Give Your Barbell a Rest Day

Give Your Barbell a Rest Day

Even if you don’t use a barbell -- give your go-to routine a rest. Your body needs it as much as your mind. Plus, periodization (cycling volume, intensity and exercise variety over specific time periods) and accessory training are key to crafting a completeapproach to your conditioning program. An effective program continually provides new gains, improves performance and has a role in injury prevention. 

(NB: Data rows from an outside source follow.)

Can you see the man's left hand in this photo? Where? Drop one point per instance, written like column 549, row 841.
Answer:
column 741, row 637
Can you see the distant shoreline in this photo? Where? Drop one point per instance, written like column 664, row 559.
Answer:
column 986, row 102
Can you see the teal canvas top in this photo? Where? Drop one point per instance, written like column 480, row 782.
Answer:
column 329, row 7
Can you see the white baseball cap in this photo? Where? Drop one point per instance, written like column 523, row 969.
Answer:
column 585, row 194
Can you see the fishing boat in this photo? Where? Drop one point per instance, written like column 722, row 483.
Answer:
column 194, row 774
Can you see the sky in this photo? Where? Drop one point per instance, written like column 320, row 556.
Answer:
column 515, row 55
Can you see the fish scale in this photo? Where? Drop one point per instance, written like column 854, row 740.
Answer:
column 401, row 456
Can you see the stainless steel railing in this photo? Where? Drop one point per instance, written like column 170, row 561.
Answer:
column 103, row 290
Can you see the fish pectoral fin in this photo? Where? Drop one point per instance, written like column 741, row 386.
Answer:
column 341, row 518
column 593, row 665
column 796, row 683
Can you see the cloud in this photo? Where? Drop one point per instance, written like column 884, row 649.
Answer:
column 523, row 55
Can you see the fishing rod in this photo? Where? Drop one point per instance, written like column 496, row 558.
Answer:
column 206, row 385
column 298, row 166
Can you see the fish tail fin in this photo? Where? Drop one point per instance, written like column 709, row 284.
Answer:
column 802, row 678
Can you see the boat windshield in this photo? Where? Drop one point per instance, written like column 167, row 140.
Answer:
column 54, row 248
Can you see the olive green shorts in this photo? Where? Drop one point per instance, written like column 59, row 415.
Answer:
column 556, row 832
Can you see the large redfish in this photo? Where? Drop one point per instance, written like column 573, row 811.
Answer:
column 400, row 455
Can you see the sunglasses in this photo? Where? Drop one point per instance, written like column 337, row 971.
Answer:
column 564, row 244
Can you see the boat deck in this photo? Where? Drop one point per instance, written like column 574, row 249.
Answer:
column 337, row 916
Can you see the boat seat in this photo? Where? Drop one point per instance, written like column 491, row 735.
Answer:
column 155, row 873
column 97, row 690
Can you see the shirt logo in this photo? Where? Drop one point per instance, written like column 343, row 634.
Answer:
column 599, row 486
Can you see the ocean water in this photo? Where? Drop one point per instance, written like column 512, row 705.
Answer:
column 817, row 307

All of us who coach are constantly investigating new ways to help our athletes get better every day. But, just as important, the methodology -- in this case, utilizing Hydro-Inertia™-- must be worth the time invested with regard to overall results and training outcome. If you’re searching for another piece of the training puzzle, you’re on the right track. 


The Holy Grail 

Most trainers would agree that the Holy Grail of performance and physical capability requires the pursuit of body control, balance and stabilization. However, these qualities must be sustainable and expressed while exerting high levels of power, strength and speed.  


In lieu of this unending pursuit, dynamic water training tools, such as the SURGE® Storm, have become a staple of athlete conditioning programs. 


Barbells, Dumbbells and Water

The big difference between static load (e.g., dumbbells, kettle bells, weight plates, barbells) and dynamic load (e.g., SURGE®  Storm) are the reactive stabilization requirements that occur when using the volatility and unpredictable nature of water. Don’t get me wrong here. Research clearly supports stabilization improvements when “lifting heavy things.” 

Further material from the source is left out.